Friday 1 November 2013

Classroom Assessment: Every Student a Learner

Used with skill, assessment can motivate the reluctant, revive the discouraged, and thereby increase, not simply measure, achievement.

For many of us, assessment is probably not at the top of the list of topics when we think about what we want to spend time learning. But we would guess that, in the last few years, you may have been called upon to do one or more of the following things, each of which may have left you wishing for a stronger understanding of why it is important to do or of how to do it well.

• Develop common assessments with other teachers in your subject area or grade level.
• Work with a team to “deconstruct” the new Common Core State Standards to help identify what should be the content of daily instruction and assessment.
• Attend a Response to Intervention (RTI) training and then make a presentation to the rest of the faculty on the benefits for students.
• Focus on differentiated instruction this year as a strategy to help more students master content standards.
• Use more formative assessment in the classroom because the research says it will work.
• Move to a grading system that centers more on communicating what students know and can achieve and removes from grades such non-achievement variables as attendance, effort, and behavior.

All of these actions, along with many other currently popular school improvement initiatives involving assessment, are aimed at raising student achievement in an era of high-pressure accountability testing. Each action requires classroom teachers to have classroom-level assessment expertise to carry them out effectively. And yet the opportunity to develop that expertise may not have been available to you through pre-service or in-service offerings.

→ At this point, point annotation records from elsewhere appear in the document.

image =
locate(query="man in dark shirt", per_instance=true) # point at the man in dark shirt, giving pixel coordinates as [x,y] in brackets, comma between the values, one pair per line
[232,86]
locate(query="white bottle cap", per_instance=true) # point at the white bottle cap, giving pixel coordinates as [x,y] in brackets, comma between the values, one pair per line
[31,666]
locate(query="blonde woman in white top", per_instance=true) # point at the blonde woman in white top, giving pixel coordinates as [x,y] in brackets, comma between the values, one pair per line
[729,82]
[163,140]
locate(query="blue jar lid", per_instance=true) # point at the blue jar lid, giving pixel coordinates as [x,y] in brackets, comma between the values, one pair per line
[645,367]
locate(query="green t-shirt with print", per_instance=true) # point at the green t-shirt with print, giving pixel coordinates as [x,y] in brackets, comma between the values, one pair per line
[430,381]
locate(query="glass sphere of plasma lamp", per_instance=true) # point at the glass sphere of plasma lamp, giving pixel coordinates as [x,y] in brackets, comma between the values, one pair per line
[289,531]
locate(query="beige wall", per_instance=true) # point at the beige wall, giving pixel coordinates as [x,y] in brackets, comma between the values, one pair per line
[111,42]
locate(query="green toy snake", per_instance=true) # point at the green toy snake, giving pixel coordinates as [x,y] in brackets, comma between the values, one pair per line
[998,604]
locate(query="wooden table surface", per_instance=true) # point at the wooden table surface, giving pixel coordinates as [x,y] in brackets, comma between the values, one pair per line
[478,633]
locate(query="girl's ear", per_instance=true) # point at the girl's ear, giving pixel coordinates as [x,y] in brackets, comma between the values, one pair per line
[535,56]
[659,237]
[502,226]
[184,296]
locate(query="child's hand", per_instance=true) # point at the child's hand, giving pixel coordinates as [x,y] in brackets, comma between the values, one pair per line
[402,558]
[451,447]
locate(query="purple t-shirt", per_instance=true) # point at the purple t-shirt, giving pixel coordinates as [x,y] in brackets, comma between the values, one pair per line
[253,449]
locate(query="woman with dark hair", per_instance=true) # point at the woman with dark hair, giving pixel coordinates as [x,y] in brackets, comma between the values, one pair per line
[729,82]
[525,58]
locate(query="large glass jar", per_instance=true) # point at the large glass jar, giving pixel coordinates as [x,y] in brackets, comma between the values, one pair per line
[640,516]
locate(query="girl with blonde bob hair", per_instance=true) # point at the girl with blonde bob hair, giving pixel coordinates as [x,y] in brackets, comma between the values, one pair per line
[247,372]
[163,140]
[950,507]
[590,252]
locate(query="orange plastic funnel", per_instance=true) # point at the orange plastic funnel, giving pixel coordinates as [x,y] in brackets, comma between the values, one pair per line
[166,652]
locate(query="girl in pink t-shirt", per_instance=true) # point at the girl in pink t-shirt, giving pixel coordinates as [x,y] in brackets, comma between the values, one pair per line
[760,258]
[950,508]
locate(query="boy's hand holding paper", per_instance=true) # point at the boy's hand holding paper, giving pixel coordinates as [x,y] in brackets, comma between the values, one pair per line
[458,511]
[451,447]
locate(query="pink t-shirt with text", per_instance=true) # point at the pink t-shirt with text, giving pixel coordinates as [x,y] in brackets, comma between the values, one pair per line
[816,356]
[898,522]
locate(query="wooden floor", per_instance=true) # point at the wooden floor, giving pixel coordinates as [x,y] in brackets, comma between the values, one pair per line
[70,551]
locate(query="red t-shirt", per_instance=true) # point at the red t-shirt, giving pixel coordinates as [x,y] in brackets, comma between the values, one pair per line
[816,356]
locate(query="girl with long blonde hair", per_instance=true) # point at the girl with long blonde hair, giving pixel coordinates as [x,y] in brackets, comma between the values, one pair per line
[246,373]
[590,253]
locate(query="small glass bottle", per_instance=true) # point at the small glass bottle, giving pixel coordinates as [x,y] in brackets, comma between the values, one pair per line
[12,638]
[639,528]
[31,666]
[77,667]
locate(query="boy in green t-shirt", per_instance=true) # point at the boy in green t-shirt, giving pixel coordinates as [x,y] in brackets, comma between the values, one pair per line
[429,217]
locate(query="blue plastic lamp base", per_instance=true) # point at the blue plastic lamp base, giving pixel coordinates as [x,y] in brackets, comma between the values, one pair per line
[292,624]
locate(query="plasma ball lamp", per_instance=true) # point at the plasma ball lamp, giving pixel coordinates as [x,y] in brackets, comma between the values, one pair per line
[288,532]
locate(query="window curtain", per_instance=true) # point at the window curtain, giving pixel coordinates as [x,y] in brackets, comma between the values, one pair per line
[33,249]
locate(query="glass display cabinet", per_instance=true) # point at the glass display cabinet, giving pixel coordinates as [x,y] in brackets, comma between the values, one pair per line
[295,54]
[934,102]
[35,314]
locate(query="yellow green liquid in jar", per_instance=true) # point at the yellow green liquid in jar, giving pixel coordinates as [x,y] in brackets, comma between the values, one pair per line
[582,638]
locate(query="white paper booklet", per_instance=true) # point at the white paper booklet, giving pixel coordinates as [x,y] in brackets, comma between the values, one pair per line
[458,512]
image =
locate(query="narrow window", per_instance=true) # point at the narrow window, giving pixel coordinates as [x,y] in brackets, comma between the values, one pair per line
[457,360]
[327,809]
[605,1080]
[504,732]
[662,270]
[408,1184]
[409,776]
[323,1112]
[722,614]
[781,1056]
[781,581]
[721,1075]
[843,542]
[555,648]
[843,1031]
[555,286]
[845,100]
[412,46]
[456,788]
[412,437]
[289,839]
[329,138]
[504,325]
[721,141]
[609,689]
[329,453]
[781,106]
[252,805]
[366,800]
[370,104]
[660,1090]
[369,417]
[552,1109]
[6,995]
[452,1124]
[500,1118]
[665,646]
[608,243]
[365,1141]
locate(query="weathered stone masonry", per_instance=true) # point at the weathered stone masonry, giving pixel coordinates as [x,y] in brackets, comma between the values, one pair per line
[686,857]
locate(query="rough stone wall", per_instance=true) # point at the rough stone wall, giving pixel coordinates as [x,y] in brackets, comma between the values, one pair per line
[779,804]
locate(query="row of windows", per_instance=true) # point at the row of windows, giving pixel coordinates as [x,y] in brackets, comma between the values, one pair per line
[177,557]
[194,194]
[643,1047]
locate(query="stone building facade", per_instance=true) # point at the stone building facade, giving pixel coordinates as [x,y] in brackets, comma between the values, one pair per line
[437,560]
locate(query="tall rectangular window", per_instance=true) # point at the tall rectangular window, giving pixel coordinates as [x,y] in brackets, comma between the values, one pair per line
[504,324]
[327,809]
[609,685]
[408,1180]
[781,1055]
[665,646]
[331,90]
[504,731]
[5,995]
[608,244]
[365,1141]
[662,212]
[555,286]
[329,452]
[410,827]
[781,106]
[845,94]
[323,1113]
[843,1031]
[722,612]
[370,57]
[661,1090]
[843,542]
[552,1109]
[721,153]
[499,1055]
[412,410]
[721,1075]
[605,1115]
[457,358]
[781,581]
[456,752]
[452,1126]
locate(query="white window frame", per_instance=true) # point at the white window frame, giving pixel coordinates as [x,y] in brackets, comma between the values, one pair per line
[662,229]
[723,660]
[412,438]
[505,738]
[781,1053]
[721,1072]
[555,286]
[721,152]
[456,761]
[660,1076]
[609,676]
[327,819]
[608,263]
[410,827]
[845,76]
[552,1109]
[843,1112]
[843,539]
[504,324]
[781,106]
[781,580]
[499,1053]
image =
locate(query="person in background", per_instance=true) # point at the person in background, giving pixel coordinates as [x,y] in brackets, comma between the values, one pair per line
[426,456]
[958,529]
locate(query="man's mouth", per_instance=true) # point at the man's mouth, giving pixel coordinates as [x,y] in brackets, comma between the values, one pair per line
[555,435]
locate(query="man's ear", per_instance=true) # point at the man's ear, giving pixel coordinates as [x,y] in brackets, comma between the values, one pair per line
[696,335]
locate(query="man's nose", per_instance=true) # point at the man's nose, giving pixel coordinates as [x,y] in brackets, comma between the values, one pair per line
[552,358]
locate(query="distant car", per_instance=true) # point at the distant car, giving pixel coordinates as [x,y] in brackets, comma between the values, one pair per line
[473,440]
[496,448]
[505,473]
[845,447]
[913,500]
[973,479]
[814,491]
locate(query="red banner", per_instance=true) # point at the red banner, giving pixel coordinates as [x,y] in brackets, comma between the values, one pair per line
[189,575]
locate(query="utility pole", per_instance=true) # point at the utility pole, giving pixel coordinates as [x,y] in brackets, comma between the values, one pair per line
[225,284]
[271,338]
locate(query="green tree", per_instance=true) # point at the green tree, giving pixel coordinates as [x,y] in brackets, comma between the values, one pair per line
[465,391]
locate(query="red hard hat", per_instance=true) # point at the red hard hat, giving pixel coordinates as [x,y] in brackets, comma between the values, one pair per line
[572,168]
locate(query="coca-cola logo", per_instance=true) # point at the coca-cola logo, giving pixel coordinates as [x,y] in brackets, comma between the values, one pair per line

Without a foundation of what we call classroom assessment literacy , few if any of these initiatives will lead to the improvements we want for our students. Assessment-literate educators understand that assessments can serve a variety of important users and fulfill purposes in both supporting and verifying learning. They know that quality assessments arise from crystal-clear achievement targets and are designed and built to satisfy specific assessment quality control criteria. Those steeped in the principles of sound assessment understand that assessment results must be delivered into the hands of the intended user in a timely and understandable form. Finally, they are keenly aware of the fact that assessment can no longer be seen merely as something adults do to students. Rather, students are constantly assessing their own achievement and acting on the inferences they draw about themselves. Assessment-literate educators know how to engage students in productive self-assessments that will support their learning success.


We have framed these components of assessment literacy, derived from the expertise of the measurement community, in terms of five keys to assessment quality. Each chapter will focus on one or more of these keys to quality. Each chapter includes activities you can complete individually, with a partner, or with a team to put the principles of assessment literacy into action in your classroom. By the end of your study, you will have the expertise needed to handle any classroom assessment challenge.